Behind the scenes, we’re constantly improving the search engine that powers the website.
At the beginning of December, we made a major upgrade to our search technology to make your searches faster. Our lead Search Engineer, Dr Boon Low, explains what we did and what it means for you.
As The British Newspaper Archive’s lead search engineer, my job is to deliver the best search experience we can for our customers. It’s a complex job – every time a search is performed, we look through billions of words spread across hundreds of millions of articles and millions of pages, and try to bring back the most relevant matches for what you’re looking for.
The team’s work revolves around three main areas: improving the search interface, so it’s easy to search and your results are presented in an easy-to-understand way; interpreting what you’re searching for and bringing back the most relevant results; and finally, doing this quickly and efficiently, so your results are delivered in a flash.
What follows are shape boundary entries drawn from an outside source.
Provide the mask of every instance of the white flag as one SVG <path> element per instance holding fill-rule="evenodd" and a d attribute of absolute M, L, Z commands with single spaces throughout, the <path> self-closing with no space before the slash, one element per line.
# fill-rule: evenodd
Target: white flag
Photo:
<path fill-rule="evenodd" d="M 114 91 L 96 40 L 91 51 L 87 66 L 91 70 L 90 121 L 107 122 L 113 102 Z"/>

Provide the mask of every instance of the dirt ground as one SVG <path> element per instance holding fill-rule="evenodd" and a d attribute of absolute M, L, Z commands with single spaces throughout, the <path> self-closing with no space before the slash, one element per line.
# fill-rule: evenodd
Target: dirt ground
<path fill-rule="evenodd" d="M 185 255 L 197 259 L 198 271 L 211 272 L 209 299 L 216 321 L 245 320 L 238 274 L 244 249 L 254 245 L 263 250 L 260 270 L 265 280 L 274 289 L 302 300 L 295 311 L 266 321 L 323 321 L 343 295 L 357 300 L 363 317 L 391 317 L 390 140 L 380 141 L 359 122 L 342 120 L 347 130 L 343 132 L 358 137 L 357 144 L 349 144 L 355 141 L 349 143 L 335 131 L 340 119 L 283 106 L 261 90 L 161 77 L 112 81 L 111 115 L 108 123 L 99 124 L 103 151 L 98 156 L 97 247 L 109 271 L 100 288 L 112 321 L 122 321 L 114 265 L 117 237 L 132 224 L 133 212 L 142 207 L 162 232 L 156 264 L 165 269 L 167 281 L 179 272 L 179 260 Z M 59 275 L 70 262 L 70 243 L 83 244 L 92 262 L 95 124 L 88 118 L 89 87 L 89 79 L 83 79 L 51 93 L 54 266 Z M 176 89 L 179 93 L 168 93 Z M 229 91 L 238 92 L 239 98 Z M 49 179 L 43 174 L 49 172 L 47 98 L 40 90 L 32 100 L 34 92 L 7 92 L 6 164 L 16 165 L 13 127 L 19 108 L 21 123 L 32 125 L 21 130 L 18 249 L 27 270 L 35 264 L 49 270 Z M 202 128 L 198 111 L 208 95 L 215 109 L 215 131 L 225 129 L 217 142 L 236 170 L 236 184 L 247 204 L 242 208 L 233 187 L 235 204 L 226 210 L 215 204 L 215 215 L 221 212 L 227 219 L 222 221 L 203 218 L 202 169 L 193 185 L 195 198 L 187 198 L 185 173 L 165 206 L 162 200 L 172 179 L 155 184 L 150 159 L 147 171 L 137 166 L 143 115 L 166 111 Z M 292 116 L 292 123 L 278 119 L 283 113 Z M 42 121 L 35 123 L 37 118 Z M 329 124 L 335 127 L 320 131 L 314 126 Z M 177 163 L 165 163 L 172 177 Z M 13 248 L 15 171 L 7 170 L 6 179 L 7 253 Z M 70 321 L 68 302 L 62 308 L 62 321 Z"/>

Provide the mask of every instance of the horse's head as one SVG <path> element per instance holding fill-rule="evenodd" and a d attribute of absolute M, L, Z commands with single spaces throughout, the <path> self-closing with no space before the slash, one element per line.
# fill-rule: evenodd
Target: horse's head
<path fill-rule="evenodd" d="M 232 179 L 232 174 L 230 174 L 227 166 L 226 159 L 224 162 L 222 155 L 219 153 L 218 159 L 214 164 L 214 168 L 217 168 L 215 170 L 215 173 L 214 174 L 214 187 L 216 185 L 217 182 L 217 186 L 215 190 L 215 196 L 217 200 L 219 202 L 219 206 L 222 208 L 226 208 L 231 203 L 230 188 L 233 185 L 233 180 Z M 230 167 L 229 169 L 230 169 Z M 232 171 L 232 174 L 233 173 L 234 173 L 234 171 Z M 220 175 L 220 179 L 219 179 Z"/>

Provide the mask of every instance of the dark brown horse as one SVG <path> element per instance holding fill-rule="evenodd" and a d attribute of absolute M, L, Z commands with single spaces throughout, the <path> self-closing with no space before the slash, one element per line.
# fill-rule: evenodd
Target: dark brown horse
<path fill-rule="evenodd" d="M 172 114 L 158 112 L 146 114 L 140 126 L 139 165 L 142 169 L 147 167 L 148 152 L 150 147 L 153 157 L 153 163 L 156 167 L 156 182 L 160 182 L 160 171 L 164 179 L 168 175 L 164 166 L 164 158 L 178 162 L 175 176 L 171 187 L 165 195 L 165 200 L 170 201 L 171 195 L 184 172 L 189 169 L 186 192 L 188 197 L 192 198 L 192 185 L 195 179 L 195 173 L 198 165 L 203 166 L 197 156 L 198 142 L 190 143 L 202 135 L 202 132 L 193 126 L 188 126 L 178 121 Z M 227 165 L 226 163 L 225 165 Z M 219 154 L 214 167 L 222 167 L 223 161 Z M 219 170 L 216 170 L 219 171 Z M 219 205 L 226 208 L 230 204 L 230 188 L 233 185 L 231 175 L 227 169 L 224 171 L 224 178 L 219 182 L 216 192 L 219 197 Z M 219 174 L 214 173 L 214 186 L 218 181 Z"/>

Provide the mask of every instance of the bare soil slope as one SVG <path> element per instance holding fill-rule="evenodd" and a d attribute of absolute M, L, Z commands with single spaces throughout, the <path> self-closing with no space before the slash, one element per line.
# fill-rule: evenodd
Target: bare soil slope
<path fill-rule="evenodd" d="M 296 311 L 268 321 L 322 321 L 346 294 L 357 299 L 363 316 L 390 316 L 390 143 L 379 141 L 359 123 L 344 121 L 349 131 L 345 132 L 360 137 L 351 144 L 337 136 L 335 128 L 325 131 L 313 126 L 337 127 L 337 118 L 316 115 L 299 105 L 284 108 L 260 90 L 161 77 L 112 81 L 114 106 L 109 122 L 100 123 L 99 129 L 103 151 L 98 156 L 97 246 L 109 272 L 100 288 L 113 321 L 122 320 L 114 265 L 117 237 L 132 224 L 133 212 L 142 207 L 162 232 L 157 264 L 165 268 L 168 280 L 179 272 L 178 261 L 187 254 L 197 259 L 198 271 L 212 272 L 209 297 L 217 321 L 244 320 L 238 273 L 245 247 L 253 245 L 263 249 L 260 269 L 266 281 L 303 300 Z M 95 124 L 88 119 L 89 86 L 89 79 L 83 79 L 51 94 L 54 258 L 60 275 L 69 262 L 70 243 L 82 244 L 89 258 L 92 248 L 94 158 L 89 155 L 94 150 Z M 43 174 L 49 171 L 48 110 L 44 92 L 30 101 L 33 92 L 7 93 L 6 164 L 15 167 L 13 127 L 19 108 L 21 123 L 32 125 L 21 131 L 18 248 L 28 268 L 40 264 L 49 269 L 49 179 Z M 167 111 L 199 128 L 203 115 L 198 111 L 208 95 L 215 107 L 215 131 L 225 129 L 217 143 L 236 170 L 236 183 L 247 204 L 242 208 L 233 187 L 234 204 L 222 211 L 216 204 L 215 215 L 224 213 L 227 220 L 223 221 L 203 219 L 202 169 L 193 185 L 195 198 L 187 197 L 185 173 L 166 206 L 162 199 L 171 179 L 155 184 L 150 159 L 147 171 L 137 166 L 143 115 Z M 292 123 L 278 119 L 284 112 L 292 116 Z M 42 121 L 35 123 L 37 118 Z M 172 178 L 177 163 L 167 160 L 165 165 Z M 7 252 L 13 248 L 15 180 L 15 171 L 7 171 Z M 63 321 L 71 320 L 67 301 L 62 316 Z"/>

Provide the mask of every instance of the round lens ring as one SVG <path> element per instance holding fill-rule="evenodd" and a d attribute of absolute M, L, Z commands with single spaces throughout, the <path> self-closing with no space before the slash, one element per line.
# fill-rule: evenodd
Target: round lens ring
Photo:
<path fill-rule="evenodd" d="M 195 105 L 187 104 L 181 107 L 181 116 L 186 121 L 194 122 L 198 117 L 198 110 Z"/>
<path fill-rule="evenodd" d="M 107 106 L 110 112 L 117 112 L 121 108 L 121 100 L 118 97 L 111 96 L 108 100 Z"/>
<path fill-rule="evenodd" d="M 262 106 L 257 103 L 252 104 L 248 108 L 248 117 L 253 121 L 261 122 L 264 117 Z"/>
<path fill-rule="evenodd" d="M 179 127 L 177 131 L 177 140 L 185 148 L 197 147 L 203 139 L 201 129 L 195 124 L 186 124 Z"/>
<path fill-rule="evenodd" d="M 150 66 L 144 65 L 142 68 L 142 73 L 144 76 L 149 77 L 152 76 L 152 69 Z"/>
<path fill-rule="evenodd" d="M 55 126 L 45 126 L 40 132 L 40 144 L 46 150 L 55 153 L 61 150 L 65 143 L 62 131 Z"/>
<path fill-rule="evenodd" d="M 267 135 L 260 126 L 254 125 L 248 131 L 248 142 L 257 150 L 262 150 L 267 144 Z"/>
Over the course of the summer, we started looking at ways to increase the speed of searches. The first thing that we looked at was increasing the speed of the software that processes your searches and returns the results (turbo-charging the brains of the search, if you like). We also looked at hardware improvements we could make to give the software the best possible chance of working at full capacity (beefing up the body that supports the brains). We then started building new search machines and testing how they worked with the huge volume of data that sits behind The BNA until we had found a build that we were happy with.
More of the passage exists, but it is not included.